Das gesetzliche Erbrecht der Türkei zeichnet sich zudem noch durch weitere Besonderheiten aus, die einen mitunter erheblichen Unterschied zur deutschen Gesetzgebung machen. Diese Differenzen sind durch die kulturellen Unterschiede begründet. So sieht der Koran vor, dass Männern ein deutliches Mehrerbe zusteht. Der Muslima steht demnach ein Achtel des Nachlasses zu, während Männer ein Viertel erben. Demnach legt der Koran fest, dass der Erbteil eines erbberechtigten Mannes den Erbteilen von zwei gleichermaßen erbberechtigten Frauen entspricht.

Auf den ersten Blick mag diese Erbteilung ungerecht erscheinen, doch in der türkischen Kultur ist diese fest verankert. Das Mehrerbe des Mannes stellt jedoch keineswegs eine Benachteiligung der Frau dar, sondern dient männlichen Erben lediglich als Ausgleich.

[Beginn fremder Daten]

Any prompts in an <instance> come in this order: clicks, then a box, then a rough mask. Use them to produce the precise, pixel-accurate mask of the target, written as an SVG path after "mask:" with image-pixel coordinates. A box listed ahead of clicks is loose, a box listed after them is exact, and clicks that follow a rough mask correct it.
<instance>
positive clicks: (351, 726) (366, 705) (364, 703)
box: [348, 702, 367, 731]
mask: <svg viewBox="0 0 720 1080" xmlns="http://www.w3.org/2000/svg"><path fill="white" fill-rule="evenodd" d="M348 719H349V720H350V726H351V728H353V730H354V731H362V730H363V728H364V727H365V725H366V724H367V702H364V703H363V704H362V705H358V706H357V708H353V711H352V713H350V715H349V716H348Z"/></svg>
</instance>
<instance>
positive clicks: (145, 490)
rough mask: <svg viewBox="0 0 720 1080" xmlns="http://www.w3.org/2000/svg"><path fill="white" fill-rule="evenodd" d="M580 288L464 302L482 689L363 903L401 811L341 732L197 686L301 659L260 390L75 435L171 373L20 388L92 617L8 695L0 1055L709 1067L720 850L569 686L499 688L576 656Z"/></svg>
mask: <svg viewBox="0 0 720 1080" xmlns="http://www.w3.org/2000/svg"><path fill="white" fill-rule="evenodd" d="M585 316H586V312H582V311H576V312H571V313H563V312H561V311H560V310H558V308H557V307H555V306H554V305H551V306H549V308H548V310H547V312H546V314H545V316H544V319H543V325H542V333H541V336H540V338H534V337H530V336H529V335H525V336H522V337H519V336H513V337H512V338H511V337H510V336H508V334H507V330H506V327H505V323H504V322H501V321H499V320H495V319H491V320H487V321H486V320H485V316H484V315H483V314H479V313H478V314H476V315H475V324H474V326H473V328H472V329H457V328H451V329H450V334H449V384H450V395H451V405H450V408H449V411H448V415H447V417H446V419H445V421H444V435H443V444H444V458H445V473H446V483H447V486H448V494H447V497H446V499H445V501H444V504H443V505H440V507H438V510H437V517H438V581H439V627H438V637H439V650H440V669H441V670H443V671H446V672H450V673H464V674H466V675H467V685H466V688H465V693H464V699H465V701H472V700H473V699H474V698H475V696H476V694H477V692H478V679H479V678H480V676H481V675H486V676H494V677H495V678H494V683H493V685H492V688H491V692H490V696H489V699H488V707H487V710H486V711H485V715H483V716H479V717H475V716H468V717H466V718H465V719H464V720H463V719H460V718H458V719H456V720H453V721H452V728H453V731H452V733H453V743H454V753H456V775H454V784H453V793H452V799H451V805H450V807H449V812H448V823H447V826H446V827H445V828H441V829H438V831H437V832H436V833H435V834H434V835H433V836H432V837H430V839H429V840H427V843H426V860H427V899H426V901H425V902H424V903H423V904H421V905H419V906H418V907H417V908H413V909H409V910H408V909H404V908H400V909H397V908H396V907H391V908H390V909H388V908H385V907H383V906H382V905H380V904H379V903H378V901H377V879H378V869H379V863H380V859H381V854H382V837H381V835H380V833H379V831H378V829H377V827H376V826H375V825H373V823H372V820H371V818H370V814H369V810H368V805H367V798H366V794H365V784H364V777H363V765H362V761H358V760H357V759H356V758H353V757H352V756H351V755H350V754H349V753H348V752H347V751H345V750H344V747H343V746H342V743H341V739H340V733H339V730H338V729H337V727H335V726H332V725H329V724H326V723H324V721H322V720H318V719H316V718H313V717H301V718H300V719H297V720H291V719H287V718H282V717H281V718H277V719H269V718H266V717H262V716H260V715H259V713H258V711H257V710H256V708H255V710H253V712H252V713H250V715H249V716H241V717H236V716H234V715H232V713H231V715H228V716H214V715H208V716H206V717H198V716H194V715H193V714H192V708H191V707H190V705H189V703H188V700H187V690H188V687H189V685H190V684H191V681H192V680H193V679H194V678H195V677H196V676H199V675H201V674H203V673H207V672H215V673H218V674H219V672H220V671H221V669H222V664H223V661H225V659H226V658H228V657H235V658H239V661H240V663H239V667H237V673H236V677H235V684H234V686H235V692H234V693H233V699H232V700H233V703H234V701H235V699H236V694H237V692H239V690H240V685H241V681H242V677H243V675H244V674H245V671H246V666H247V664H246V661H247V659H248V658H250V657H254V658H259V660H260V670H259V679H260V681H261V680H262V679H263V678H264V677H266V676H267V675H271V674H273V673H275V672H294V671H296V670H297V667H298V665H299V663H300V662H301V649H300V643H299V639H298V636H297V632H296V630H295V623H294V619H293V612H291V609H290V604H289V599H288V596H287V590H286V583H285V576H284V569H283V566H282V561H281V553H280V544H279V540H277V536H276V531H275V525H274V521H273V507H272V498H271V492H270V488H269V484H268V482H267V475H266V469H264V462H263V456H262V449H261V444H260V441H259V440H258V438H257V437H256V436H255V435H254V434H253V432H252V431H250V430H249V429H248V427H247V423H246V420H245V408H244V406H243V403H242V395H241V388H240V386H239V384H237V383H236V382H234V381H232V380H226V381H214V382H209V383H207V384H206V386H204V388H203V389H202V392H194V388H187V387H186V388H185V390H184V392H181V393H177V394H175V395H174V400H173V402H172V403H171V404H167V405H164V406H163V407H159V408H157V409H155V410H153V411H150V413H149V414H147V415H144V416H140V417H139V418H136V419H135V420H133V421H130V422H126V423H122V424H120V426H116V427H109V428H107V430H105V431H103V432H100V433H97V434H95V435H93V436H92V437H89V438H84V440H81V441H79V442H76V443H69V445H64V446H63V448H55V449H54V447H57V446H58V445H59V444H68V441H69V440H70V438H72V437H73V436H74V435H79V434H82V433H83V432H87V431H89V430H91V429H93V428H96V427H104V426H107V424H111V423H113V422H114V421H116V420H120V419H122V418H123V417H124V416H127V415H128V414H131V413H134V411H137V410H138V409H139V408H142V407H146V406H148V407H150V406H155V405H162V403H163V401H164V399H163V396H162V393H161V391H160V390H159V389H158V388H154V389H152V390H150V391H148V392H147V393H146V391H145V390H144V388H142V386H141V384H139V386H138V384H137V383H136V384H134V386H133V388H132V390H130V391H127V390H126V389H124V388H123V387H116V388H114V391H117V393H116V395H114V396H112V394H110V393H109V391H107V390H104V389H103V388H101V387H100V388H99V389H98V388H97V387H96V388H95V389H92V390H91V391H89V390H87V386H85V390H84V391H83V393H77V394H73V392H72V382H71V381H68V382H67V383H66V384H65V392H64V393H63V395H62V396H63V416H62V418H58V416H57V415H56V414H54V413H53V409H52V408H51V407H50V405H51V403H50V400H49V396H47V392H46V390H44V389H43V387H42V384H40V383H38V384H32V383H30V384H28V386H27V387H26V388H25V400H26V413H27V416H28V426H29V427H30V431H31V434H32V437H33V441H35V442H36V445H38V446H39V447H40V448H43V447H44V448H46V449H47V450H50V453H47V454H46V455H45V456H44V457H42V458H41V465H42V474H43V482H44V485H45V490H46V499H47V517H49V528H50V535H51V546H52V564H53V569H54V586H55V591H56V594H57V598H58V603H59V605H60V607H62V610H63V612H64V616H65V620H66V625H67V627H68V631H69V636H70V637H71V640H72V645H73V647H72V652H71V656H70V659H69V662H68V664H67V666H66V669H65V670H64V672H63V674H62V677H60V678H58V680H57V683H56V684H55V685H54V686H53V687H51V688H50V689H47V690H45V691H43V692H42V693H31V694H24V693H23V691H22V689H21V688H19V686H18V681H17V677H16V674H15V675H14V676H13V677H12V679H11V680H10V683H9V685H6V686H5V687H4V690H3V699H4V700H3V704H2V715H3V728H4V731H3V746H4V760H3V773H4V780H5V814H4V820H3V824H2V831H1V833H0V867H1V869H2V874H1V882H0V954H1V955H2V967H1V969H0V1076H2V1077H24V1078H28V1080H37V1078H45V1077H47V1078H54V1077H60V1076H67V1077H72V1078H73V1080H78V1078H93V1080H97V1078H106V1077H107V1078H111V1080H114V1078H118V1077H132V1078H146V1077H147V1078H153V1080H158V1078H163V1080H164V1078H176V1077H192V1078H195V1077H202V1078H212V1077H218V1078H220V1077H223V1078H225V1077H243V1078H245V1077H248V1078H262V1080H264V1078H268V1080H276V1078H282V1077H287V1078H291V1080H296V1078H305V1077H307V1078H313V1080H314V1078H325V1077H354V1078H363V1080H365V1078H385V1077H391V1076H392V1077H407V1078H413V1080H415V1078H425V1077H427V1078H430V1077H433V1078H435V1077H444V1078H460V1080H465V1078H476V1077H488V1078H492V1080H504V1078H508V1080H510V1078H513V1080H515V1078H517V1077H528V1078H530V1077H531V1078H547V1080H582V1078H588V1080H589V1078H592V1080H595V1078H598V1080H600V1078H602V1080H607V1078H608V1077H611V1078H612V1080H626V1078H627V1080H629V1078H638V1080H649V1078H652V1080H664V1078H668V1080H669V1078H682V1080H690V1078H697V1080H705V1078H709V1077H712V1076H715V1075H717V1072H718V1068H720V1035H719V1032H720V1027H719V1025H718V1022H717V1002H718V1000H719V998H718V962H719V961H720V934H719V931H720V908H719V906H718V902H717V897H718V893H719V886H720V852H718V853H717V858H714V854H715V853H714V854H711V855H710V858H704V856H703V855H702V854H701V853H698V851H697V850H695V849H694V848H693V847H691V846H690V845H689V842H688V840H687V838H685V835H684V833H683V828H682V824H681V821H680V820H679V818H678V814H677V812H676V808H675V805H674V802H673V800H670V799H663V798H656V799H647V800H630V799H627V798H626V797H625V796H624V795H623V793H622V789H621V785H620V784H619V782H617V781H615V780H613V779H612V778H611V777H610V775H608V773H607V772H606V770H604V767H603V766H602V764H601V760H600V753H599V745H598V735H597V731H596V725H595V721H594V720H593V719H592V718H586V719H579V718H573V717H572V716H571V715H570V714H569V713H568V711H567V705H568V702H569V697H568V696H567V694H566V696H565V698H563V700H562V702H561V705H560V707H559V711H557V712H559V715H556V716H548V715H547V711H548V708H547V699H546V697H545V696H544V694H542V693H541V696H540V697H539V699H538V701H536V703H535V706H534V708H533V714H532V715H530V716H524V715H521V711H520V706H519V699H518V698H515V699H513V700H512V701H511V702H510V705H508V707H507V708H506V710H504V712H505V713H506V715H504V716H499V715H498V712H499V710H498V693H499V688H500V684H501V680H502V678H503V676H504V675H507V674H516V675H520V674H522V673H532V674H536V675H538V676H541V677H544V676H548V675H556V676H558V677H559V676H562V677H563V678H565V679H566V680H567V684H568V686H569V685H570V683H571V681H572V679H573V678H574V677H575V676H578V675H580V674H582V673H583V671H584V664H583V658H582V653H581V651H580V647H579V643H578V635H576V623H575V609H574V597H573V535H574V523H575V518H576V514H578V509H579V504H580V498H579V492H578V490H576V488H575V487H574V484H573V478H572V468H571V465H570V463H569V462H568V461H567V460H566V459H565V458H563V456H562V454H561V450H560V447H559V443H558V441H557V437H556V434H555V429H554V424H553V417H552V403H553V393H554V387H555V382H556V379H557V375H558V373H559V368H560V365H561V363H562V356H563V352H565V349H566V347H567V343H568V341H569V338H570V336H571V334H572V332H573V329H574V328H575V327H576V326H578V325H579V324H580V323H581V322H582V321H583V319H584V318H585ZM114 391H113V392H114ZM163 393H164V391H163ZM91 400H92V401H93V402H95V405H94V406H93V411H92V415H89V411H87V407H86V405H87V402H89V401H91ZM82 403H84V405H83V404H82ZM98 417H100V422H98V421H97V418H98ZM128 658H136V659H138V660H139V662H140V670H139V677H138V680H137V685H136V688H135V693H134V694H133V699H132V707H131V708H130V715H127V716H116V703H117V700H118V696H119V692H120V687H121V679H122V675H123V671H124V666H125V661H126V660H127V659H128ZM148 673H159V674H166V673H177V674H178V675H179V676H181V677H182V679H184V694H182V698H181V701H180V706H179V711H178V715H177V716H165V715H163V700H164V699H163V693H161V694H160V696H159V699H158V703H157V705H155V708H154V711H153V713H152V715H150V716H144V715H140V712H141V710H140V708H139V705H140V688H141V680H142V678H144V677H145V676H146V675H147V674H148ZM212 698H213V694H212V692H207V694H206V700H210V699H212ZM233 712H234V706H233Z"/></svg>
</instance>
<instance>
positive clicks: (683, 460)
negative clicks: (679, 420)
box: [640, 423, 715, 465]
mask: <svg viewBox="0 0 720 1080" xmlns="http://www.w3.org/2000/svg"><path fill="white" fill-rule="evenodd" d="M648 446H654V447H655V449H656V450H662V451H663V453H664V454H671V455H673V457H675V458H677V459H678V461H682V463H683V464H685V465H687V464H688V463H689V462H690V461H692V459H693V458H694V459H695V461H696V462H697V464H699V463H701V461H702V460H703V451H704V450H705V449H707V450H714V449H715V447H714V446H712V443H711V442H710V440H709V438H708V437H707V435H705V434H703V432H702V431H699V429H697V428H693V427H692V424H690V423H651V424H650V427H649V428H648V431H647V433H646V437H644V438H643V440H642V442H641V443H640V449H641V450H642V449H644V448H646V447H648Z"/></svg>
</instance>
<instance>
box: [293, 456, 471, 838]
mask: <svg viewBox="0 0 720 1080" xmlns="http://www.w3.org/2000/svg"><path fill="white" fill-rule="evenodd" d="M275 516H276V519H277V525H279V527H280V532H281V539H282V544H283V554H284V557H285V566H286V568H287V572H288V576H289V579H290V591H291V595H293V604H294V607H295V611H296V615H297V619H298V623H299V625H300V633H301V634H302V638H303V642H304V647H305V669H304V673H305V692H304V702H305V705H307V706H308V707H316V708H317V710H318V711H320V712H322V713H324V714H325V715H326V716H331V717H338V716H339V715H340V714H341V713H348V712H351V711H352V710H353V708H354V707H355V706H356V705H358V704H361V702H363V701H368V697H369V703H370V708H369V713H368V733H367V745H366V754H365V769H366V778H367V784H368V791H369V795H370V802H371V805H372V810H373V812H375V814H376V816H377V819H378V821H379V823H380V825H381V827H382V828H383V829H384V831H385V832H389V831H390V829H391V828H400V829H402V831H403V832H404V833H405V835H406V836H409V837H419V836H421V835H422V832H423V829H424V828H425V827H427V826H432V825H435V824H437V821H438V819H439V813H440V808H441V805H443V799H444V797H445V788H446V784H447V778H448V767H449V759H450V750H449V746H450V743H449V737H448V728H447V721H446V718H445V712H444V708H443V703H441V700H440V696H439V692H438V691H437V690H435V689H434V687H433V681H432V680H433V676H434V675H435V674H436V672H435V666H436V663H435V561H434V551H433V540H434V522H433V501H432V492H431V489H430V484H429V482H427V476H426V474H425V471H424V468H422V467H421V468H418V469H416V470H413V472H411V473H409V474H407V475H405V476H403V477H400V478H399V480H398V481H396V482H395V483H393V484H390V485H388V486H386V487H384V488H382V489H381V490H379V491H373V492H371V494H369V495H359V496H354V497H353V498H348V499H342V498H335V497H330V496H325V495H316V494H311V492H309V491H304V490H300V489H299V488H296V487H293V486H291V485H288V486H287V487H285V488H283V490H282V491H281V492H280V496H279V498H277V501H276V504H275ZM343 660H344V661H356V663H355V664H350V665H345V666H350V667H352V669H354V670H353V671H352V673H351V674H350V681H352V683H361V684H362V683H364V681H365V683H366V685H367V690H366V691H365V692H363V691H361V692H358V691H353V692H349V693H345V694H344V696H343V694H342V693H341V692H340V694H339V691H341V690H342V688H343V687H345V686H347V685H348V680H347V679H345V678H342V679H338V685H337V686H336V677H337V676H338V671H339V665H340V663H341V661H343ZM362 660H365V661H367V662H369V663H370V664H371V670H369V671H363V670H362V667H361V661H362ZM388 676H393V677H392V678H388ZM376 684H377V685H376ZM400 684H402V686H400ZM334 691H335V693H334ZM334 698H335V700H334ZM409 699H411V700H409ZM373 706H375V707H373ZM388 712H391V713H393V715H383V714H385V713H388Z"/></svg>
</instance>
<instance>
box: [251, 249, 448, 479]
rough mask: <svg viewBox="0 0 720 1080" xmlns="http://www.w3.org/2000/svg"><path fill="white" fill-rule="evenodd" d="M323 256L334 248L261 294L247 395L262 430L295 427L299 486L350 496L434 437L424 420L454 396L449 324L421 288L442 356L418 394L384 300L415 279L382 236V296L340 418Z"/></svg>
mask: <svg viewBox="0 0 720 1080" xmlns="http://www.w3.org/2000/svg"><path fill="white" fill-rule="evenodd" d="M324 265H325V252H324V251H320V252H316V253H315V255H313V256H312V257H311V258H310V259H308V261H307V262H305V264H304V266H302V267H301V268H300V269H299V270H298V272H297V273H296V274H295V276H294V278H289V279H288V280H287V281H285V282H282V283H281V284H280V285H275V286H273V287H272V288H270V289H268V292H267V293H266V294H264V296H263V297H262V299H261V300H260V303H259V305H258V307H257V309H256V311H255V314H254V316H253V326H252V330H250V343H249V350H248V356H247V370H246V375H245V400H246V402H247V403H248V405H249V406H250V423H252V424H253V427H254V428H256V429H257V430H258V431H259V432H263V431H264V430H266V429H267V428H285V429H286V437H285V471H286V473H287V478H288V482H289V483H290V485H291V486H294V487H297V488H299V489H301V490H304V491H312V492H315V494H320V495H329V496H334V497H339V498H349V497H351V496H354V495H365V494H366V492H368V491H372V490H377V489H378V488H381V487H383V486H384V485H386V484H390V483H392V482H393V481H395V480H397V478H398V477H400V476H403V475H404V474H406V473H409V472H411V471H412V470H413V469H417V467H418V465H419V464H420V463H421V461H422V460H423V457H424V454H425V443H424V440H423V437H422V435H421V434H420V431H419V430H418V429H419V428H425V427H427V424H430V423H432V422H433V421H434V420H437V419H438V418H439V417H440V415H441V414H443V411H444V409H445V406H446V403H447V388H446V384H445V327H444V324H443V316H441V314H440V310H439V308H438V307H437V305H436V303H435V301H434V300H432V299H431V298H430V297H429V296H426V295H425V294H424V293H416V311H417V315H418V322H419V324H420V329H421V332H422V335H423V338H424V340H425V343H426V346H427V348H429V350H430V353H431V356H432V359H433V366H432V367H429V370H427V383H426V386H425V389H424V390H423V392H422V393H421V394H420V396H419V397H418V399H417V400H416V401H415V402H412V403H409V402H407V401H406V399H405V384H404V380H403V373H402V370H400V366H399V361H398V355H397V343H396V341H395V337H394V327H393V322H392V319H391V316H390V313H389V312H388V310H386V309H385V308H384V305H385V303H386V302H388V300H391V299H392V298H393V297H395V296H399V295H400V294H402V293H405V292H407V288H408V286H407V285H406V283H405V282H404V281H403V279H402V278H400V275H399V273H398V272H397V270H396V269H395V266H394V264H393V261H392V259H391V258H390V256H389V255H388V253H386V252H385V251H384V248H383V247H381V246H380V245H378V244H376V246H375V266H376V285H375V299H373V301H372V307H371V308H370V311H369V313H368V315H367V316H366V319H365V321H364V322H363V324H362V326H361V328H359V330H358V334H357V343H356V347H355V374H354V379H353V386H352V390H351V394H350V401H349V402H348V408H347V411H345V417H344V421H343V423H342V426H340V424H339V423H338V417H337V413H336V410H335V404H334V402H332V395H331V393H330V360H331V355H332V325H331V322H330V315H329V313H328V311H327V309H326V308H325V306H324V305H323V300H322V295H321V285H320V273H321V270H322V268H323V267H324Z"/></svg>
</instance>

Da Männer in der Türkei Frauen gegenüber grundsätzlich unterhaltspflichtig sind, soll der größere Erbteil dies ausgleichen und somit für eine Art Gleichstellung sorgen.

Testament in der Türkei

In der Türkei besteht selbstverständlich wie in fast allen Staaten der Welt die Möglichkeit zur Errichtung eines Testaments. Künftige Erblasser, die sich hierzu entschließen, können die gesetzliche Erbfolge außer Kraft setzen und im Rahmen einer Verfügung von Todes wegen ihren individuellen Wünschen Ausdruck verleihen. Sofern das Testament den Vorschriften des türkischen Erbrechts entspricht, ist dieses rechtskräftig und verbindlich, sodass sichergestellt ist, dass der letzte Wille des Testators auch in die Tat umgesetzt wird.

Folglich ist es von zentraler Bedeutung, dass der Testator die Formvorschriften berücksichtigt und eine Testamentsform wählt, die in der Türkei akzeptiert wird. Hierzu gehört unter anderem das eigenhändige Testament. Eine solche Verfügung muss vom künftigen Erblasser höchstpersönlich handschriftlich verfasst werden und zudem dessen Unterschrift tragen. Darüber hinaus ist die Angabe des Datums zwingend erforderlich, während eine Ortsangabe lediglich wünschenswert ist.

Darüber hinaus sind auch öffentliche Testamente in der Türkei zulässig. Wie auch in Deutschland wird eine derartige Verfügung durch einen Notar nach den Vorgaben des Testators verfasst und anschließend notariell beurkundet. Zusätzlich kennt der türkische Gesetzgeber ebenfalls Nottestamente, die jedoch nur in Ausnahmesituationen zulässig und aus diesem Grund recht selten sind.

Das Pflichtteilsrecht schränkt die Testierfreiheit ein und soll die nächsten Angehörigen vor einem kompletten Ausschluss von der Erbfolge schützen. So bilden die Abkömmlinge, der überlebende Ehegatte, die Eltern, sowie die Geschwister des verstorbenen Erblassers zum pflichtteilsberechtigten Personenkreis. Bei dem im türkischen Erbrecht definierten Pflichtteil handelt es sich aber nicht nur um einen schuldrechtlichen Anspruch, denn der berechtigte Erbe wird auf jeden Fall in Höhe des jeweiligen Pflichtteils am Erbe beteiligt.

Erbschaftssteuer in der Türkei

Die türkische Erbschaftssteuer gilt als Erbanfallsteuer und wird somit durch den Erwerb von Todes wegen, des einzelnen Erben fällig. Der Gesetzgeber in der Türkei legt bezüglich der Erbschaftssteuer das Staatsangehörigkeitsprinzip zugrunde, sodass türkische Staatsangehörige als Erben stets der türkischen Erbschaftssteuer unterliegen. Der tatsächliche Wohnsitz ist hierbei irrelevant, ebenso wie der Standort des Nachlassvermögens. Darüber hinaus fallen auch Ausländer unter die türkische Erbschaftssteuer, wenn sie in der Türkei befindliche Vermögenswerte erben oder zur Erbfolge eines türkischen Staatsangehörigen berufen werden und in der Türkei wohnhaft sind.

Die Höhe der zu zahlenden Erbschaftssteuer variiert in der Türkei und hängt im Wesentlichen von dem Verwandtschaftsverhältnis ab, das zwischen dem Erblasser und dem jeweiligen Erben bestand. So werden zwischen 1 Prozent und 10 Prozent Erbschaftssteuer in der Türkei fällig.